Érudit parmi les érudits, je n'aurais pu espérer mieux. Enfin !!! Je l’espérais jusqu'à ce qu'il me donne, comme raison particulière à l'existence de cette ponctuation hybride, à peu près ceci :

Le point-virgule existe...

Pangloss s'arrête de parler. Il réfléchit en mâchonnant le bout de la pipe en bois qu’il manipule depuis le début de L’interview. Il regarde, un après l’autre, les intervenants et les autres sièges vides en face de lui. Il croise les jambes et par l’idée lumineuse qui irradie son visage boursouflé d’une pensée heureuse et furtive, il continue :

Le point-virgule…c'est indéniable… existe. Et à l'évidence, pour donner assez de temps à nos grassouillets lecteurs, de ceux qui n'ont, que, très peu de capacité respiro-thoracique, le temps de reprendre leur respiration, sans perdre de vue le sens complet de l'idée développer dans le paragraphe lu ; afin qu'il puisse arriver jusqu'à la dernière page du livre, sans se retrouver tuméfié par d'inconfortables traces violacées sur leur visage.
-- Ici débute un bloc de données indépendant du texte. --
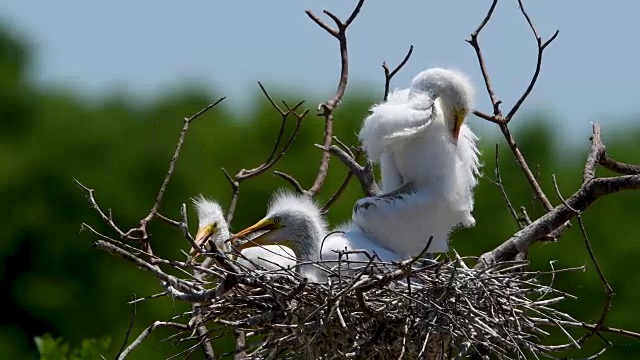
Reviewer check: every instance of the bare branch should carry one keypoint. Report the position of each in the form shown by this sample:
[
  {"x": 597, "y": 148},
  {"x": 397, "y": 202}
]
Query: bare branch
[
  {"x": 108, "y": 219},
  {"x": 498, "y": 182},
  {"x": 363, "y": 173},
  {"x": 329, "y": 107},
  {"x": 473, "y": 41},
  {"x": 598, "y": 155},
  {"x": 274, "y": 155},
  {"x": 522, "y": 163},
  {"x": 536, "y": 73},
  {"x": 292, "y": 181},
  {"x": 497, "y": 116},
  {"x": 595, "y": 153},
  {"x": 141, "y": 264},
  {"x": 338, "y": 192},
  {"x": 142, "y": 229},
  {"x": 552, "y": 220},
  {"x": 388, "y": 75},
  {"x": 146, "y": 333}
]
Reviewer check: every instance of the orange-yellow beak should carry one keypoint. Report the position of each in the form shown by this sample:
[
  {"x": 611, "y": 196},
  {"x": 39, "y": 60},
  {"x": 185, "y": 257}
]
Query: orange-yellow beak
[
  {"x": 264, "y": 224},
  {"x": 202, "y": 236},
  {"x": 457, "y": 124}
]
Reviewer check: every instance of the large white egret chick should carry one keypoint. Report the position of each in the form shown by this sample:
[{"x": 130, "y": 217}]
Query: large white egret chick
[{"x": 428, "y": 160}]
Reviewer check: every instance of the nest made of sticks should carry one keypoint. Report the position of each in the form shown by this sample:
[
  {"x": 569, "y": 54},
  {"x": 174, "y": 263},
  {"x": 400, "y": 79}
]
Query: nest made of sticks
[{"x": 446, "y": 309}]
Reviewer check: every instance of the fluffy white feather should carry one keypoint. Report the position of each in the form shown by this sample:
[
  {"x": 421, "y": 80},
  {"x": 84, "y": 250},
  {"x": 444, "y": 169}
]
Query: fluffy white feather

À la lecture d'un roman, un mort serait une très mauvaise publicité pour son auteur… Fin de citation.

Je voudrais remercier, notre éminent intervenant, qui a su, par son incontournable richesse d'esprit, passer les âges sans que son raisonnement hautement philosophique ne prenne une ride. Longue vie à Pangloss et longue vie à la métaphysique.